Message par Philippe Dejean »

Bonjour,

A quelle vitesse avons-nous le droit de voler ?

Bien sûr, ça dépend du type d'appareil, qui a une VNE, et pour peu que l'air soit agité, nous devons voler nettement plus lentement encore...

Mais même si nous disposions d'un avion supersonique, dans les basses couches qui sont les notres nous n'aurions pas le droit de dépasser 250 kt.

250 kt, ça fait quoi au fait ?

250 kt = 128,6 m/s = 463 km/h

C'est beaucoup plus rapide que le plus véloce des avions PIEL, mais c'est nettement plus lent que les avions qui concourent à Reno en classe "unlimited"

Alors on peut se poser la question : est-il possible de faire un avion capable de voler à 250 kt en croisière tout en respectant les clauses du CNRA ?

Voler vite implique que la Vitesse de croisière soit très supérieure à la vitesse d'atterrissage, qui elle-même est proportionnelle à la vitesse de décrochage.

La portance de l'aile est toujours proportionnelle à la Surface alaire multipliée par le Cz et par le carré de la vitesse indiquée.
La traînée de l'aile est toujours proportionnelle à la Surface alaire multipliée par le Cx et par le carré de la vitesse indiquée.

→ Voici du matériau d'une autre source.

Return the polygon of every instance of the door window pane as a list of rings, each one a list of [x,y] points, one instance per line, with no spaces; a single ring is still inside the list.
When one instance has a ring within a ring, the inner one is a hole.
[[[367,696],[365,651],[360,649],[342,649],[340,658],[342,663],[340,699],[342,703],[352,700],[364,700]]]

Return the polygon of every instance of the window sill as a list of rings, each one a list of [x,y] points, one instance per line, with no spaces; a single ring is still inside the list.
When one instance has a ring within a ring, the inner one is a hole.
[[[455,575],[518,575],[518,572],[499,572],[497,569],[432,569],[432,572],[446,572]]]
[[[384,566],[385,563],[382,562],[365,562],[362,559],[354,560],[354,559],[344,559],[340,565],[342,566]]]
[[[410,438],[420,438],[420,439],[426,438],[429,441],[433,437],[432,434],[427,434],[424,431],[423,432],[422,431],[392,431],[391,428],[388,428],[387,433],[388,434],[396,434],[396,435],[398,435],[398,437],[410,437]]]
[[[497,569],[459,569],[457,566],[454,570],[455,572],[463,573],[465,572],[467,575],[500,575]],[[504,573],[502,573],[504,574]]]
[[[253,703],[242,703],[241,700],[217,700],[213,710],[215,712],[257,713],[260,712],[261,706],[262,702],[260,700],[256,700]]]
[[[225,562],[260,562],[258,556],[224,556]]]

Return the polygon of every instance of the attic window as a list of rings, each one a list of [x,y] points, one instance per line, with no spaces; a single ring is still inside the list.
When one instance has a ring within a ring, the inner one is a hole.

Pour se poser lentement il faut une grande surface d'aile qui a un fort Cz,
Pour voler vite le Cz peut être très faible, mais il faut une aile qui traîne peu, c'est à dire de faible surface et avec un faible Cx.

Faire varier la surface de l'aile n'est pas possible, on ne peut que travailler que sur le Cx et le Cz.
Pour augmenter le Cz quand c'est nécessaire, on utilise un dispositif hypersustentateur : Volets, becs...

Pour diminuer le Cx en croisière, on rentre les becs et les volets, (on peut même braquer légèrement ces derniers en négatif avec certains profils laminaires)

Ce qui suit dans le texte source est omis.